22 David said, "While the baby was still alive, I refused to eat, and I cried. I thought, 'Who knows? Maybe the Lord will feel sorry for me and let the baby live.'
23 But now that the baby is dead, why should I go without food? I can't bring him back to life. Some day I will go to him, but he cannot come back to me."
24 Then David comforted Bathsheba his wife. He slept with her and had sexual relations with her. She became pregnant again and had another son, whom David named Solomon. The Lord loved Solomon.
25 The Lord sent word through Nathan the prophet to name the baby Jedidiah, because the Lord loved the child.
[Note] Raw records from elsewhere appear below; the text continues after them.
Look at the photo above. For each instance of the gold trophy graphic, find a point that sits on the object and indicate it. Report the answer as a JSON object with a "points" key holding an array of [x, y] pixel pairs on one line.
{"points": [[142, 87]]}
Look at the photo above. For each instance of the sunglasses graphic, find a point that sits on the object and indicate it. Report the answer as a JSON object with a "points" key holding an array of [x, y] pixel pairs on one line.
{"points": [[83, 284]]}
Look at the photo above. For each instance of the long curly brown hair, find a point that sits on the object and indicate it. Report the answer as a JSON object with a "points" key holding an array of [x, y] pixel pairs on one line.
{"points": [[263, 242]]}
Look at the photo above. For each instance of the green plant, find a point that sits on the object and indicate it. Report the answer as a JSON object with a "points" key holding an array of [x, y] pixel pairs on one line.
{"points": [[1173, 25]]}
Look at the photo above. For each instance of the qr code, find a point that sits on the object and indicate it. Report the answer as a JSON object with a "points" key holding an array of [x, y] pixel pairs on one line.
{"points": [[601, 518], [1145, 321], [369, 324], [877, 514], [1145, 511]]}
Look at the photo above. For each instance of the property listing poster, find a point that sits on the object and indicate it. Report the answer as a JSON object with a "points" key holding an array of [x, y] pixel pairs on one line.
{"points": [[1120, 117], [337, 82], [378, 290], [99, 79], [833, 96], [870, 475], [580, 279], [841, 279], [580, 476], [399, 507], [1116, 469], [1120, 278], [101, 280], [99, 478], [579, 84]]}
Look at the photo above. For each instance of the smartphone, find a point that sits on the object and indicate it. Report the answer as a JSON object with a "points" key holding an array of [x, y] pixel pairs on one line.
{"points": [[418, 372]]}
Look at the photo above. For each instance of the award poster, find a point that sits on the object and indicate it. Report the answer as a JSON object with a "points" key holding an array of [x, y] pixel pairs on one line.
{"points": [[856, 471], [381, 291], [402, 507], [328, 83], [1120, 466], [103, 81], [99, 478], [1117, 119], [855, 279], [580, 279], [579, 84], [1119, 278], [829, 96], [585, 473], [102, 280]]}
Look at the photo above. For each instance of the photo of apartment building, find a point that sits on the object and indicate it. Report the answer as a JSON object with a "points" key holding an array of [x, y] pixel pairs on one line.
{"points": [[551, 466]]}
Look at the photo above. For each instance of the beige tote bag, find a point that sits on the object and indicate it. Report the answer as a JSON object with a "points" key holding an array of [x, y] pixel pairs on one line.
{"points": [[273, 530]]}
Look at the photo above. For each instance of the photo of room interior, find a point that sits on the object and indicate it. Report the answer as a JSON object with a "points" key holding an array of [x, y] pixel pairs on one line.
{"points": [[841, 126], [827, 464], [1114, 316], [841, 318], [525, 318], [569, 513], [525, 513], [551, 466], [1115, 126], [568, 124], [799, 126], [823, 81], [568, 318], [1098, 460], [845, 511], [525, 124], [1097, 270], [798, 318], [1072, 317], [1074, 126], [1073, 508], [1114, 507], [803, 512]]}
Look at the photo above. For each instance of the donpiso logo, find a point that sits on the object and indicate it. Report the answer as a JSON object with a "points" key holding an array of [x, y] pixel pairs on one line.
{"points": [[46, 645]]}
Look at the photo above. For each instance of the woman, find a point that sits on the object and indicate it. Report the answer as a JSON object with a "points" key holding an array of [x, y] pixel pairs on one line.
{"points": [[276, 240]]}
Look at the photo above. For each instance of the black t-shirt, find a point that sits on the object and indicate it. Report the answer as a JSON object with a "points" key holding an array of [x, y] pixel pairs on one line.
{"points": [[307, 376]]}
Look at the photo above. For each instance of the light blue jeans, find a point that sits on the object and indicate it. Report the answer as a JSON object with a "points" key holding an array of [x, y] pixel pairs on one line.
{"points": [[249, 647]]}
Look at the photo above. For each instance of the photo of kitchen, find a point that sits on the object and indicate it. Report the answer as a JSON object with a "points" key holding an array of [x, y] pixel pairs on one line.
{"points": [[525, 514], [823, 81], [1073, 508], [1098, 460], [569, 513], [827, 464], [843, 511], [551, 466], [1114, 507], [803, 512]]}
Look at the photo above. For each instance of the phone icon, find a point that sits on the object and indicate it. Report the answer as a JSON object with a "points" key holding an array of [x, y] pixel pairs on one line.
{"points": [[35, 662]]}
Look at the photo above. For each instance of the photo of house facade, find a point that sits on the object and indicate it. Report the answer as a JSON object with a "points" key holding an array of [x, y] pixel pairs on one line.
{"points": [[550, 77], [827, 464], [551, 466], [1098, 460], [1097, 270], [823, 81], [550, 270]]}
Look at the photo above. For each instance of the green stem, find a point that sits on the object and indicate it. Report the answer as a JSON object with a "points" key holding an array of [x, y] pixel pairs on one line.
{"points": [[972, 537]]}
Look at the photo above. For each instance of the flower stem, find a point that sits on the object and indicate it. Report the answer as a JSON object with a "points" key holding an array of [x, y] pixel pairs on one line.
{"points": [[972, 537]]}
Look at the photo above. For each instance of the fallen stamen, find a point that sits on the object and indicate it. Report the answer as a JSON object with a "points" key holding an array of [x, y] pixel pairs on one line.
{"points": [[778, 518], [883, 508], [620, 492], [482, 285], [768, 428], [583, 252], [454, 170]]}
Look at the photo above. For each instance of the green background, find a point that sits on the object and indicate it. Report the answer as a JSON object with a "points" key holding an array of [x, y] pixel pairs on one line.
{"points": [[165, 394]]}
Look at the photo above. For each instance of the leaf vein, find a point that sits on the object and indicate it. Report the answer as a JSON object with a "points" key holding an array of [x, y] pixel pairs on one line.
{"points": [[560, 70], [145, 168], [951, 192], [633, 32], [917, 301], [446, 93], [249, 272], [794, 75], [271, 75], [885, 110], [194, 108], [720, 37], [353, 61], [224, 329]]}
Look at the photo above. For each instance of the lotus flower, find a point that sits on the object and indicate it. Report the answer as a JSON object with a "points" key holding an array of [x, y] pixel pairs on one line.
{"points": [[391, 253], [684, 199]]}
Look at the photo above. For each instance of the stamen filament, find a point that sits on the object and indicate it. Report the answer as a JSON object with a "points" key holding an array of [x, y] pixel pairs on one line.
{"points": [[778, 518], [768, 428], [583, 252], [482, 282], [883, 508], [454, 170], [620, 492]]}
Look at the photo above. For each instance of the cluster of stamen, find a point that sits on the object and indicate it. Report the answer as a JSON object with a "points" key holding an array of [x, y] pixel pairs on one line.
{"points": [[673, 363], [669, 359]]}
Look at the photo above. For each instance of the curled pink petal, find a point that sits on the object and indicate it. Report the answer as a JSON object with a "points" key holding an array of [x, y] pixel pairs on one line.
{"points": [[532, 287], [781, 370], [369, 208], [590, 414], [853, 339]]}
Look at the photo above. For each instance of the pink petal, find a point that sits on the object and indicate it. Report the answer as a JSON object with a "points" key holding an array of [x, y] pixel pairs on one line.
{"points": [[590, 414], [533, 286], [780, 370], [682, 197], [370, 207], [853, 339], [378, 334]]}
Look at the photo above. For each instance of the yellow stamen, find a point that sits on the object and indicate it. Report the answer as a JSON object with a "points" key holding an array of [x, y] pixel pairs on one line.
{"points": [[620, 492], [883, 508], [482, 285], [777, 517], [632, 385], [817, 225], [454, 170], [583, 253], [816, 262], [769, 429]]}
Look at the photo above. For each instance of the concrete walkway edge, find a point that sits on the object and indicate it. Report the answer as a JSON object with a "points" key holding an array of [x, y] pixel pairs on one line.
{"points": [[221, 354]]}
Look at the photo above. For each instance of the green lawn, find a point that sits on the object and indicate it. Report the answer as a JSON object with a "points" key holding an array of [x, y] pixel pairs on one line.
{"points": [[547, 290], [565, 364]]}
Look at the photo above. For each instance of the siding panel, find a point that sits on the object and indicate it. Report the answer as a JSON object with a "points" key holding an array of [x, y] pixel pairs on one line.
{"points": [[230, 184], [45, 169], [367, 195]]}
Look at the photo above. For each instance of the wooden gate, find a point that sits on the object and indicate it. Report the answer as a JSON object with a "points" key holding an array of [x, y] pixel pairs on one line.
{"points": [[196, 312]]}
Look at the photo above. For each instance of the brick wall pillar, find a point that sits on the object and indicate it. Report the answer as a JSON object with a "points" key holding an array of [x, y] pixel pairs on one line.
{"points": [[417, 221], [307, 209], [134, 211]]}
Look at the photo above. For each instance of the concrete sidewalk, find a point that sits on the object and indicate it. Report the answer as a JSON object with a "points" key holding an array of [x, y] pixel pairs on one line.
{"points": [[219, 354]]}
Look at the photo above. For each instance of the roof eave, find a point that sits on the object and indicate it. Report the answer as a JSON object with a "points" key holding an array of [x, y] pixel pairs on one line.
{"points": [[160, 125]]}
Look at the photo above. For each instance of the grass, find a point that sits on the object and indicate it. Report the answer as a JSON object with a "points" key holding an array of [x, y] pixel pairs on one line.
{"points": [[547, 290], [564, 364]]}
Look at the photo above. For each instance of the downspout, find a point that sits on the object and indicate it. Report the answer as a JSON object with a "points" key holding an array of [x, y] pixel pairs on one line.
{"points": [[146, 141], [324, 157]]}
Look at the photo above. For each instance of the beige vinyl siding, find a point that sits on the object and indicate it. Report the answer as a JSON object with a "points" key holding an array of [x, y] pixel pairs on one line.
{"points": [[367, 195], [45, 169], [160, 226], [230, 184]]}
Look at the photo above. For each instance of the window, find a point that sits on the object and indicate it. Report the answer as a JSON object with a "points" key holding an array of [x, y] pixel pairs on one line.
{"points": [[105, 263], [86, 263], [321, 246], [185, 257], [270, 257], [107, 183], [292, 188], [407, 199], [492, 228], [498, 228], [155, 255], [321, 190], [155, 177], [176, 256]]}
26 Joab fought against Rabbah, a royal city of the Ammonites, and he was about to capture it.
27 Joab sent messengers to David and said, "I have fought against Rabbah and have captured its water supply.
28 Now bring the other soldiers together and attack this city. Capture it before I capture it myself and it is called by my name!"
29 So David gathered all the army and went to Rabbah and fought against it and captured it.
30 David took the crown off their king's head and had it placed on his own head. That gold crown weighed about seventy-five pounds, and it had valuable gems in it. And David took many valuable things from the city.
31 He also brought out the people of the city and forced them to work with saws, iron picks, and axes. He also made them build with bricks. David did this to all the Ammonite cities. Then David and all his army returned to Jerusalem.